The sputum specimens were analysed macroscopically and only the specimens with purulent discharge were accepted. In case patients were unable to expectorate , early morning sputum specimen was collected from them. Collection of lymph node aspirates:-the lymph node aspirates were collected under aseptic conditions with sterile disposable syringe by FNAC technique. Two smears were made , one for Giemsa staining and the other for ZN staining. The remaining aspirated material was used for modified bleach method. Modified bleach method :-10,11

The specimen (sputum / lymph node aspirate ) was taken in sterile screw capped tube . An equal amount of household bleach (5%NaOCl) was added to it and the tube was shaken for thirty seconds. The tube was kept at room temperature for half an hour with intermittent shaking. Then equal amount of distilled water was added and centrifuged at 3000 rpm for 15 min. The supernatant was discarded and the pellet was used for making the smear followed by ZN staining.



Suppurative lymphadenitis 14 5 9 11 3 Reactive lymphadenitis 1 0 1 0 1 Discussion:

– In developing country like India , tuberculosis remains a challenge , a great health hazard and associated with social stigma. Diagnosis of pulmonary and extrapulmonary tuberculosis can be achieved by various methods . Conventional culture methods take weeks while molecular methods are costly and not easily available. Microscopy still remains commonest method for diagnosis of tuberculosis. However 104 bacilli/ml sputum must be present to be able to be detected by conventional ZN staining.
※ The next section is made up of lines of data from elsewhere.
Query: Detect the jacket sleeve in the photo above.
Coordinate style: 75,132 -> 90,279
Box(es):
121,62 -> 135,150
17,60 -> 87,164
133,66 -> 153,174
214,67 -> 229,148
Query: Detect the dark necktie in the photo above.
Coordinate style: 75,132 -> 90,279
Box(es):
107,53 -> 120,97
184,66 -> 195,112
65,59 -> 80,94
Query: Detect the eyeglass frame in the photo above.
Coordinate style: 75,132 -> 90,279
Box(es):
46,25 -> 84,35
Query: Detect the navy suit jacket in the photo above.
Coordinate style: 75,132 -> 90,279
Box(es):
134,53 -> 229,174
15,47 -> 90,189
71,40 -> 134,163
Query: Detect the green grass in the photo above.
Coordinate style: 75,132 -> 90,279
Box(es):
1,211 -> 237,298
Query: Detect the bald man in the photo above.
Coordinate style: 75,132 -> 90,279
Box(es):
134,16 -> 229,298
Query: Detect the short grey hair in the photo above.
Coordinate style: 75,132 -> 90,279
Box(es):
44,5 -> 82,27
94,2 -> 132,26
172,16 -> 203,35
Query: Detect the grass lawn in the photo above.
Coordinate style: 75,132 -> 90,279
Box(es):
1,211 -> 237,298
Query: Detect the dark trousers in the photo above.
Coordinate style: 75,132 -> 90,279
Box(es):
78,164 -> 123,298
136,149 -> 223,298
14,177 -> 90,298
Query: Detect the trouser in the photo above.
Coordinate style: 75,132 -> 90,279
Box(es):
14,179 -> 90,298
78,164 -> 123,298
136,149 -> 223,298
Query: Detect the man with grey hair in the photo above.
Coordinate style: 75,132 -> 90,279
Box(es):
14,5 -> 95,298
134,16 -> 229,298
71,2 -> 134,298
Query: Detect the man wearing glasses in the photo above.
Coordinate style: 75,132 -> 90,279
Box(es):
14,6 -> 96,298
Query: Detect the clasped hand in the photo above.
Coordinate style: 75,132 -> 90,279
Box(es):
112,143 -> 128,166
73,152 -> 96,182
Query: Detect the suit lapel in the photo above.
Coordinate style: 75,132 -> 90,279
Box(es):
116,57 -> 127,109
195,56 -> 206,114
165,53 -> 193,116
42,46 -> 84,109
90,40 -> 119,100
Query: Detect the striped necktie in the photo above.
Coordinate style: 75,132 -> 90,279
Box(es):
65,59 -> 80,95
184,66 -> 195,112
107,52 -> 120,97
Also other factors that affect the sensitivity are the specimen quality , individual interpretation, presence of cellular debris. Similarly detection of acid fast bacilli is difficult in aspirates and tissues by conventional ZN staining. Many studies have reported increase in sensitivity by prior sputum /aspirate digestion using various chemicals followed by concentration by centrifugation. Sodium hypochlorite (household bleach ) being cheap and easily available is such an agent. 12,13 In our study ,majority of the patients were from the rural background .

Seven patients were having HIV coinfection. Modified bleach method detected more AFB positive cases (96 vs 67 and 39 vs 17 ) as compared to routine ZN staining of sputum specimens and lymph node aspirates respectively. All the seven HIV infected patients were sputum smear negative in routine ZN staining but modified bleach method was able to detect acid fast bacilli. This corroborates the finding of other authors from different parts of the world. 10-15 As compared to ZN staining, modified bleach method was found to be more sensitive in detection of acid fast bacilli in the specimens in our study .

It was observed that there was higher density of bacilli per microscopic field as compared to conventional staining The background was more clear resulting in better visualisation of the slide and saving time as smears were scanned faster. There was reduction in cellular debris on smears on microscopic slides as compared to direct stained smears. This is in accordance with studies conducted by other authors. 6,7,8,12-16 The only drawback is that the smears are thin and can be washed off during the staining procedure. Also during heating of the smear crystals may form. However this can be overcome if the smear preparation is done carefully.